Carlota Moseguí
Paradise, el debut del cineasta iraní Sina Ataeian Dena, es el primer volumen de una trilogía sobre “el fantasma de la violencia”, un concepto que, en palabras del autor, “es legitimado por la misma sociedad al regular o aprobar ciertos patrones violentos que nunca llegan a ser discutidos”. La existencia de dicho concepto se explica a partir de la pasividad o la sumisión de las víctimas, y la falta de un cuestionamiento de las tradiciones u otras normas no escritas. Ataeian Dena sitúa el epicentro de este fenómeno antropológico en su país natal, escenario del primer episodio de su trilogía. Paradise está protagonizada por una veinteañera desganada, Hanieh (Dorna Dibaj), que trabaja como maestra de primaria y que no es consciente de la mala influencia que ejerce sobre el sector más indefenso de la población iraní: las niñas pequeñas. La amargada docente castiga severamente a sus alumnas cada vez que éstas realizan un acto considerado indigno contra el régimen; por ejemplo, pintarse las uñas o no colocarse el hiybab adecuadamente. Como mujer, Hanieh no comprende el mundo que la rodea. Aunque la joven lleva a cabo pequeños actos de rebeldía como fumar en público, raparse la cabellera o escupir a los hombres, Hanieh continúa siguiendo las reglas y fuerza a sus estudiantes a obedecerlas sin cuestionamiento alguno.

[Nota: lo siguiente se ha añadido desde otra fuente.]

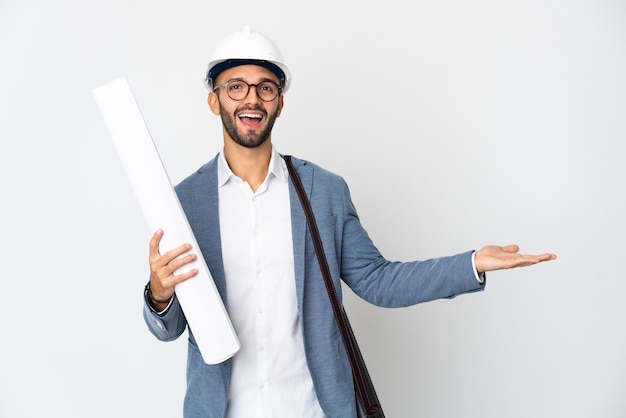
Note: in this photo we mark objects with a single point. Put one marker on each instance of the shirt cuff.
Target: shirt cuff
(480, 277)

Día tras día, la bella protagonista esconde su hastío vital tras unas gafas gigantes y un oscuro chador. Hanieh quiere dejar de dar clases en los peligrosos y pobres suburbios de Teherán para empezar a trabajar en la capital. Sin embargo, su traspaso se ha detenido por culpa de un kafkiano imprevisto burocrático. Su conformismo y su silencio se acentúan gravemente, igual que ese intermitente malestar que la conduce hacia un punto de no retorno. Hanieh deambula como el vampiro de A Girl Walks Home Alone at Nigth por una ciudad mortuoria, rodeada de grafitis de banderas americanas donde las barras se convirtieron en misiles y las estrellas en calaveras. Con un sutil e implacable humor negro, Ataeian Dena elabora una sátira tan brillante como políticamente incorrecta sobre una sociedad abatida, cuya resignación destruyó su última oportunidad de recuperar las libertades que les fueron arrebatas. Pese a estar rodada sin el consentimiento del gobierno iraní, Paradise cuenta con el apoyo económico y legal de Yousef Panahi, el productor habitual –y hermano– de Jafar Panahi. Si Paradise se alzara con el Leopardo de Oro en Locarno tras el indiscutible triunfo de Taxi en la Berlinale, ambos galardones consagrarían la excelencia y ensalzarían el reto propuesto por el cine iraní contemporáneo.
Una fatídica decapitación con un cañón filmada en un prolongado plano secuencia anticipa la perversidad imperante en el segundo largometraje del argentino Benjamin Naishtat. Aunque hemos descubierto El movimiento en la segunda jornada de certamen, tenemos pocas dudas acerca de que este estilizado western de ecos policíacos se convertirá en una de las mejores películas de la presente edición de Locarno. El director de Historia del miedo sitúa su nuevo film, una verdadera obra maestra, en La Pampa durante el anárquico y oscuro siglo XIX. Presentada en la sección Cineasti del Presente, El movimiento describe en primera persona la alterada percepción de la realidad de un hombre que es víctima de su demente obsesión por aniquilar a los bárbaros. Se trata de una misión que sólo tendrá éxito si recauda el número de hombres necesarios para hacer resurgir de las cenizas un antiguo partido político llamado “El Movimiento”.
Un extraordinario Pablo Cedrón encarna una suerte de versión argentina del Klaus Kinski de Aguirre, la cólera de Dios o Fritzcarraldo. Como todo conquistador, el protagonista de este film lucha por erradicar la violencia generando más violencia, una ola de crímenes que la cruda road movie de Naishat ilustra con el mismo (y exquisito) blanco y negro que maquillaba el salvajismo de El abrazo de la serpiente. Además, la limitación de la paleta cromática no es la única restricción formal que advertimos en la película. El movimiento fue rodada en formato 4:3, igual que Jauja de Lisandro Alonso. Dos fábulas poéticas y pesadillescas hermanadas por una reimaginación del cine de género.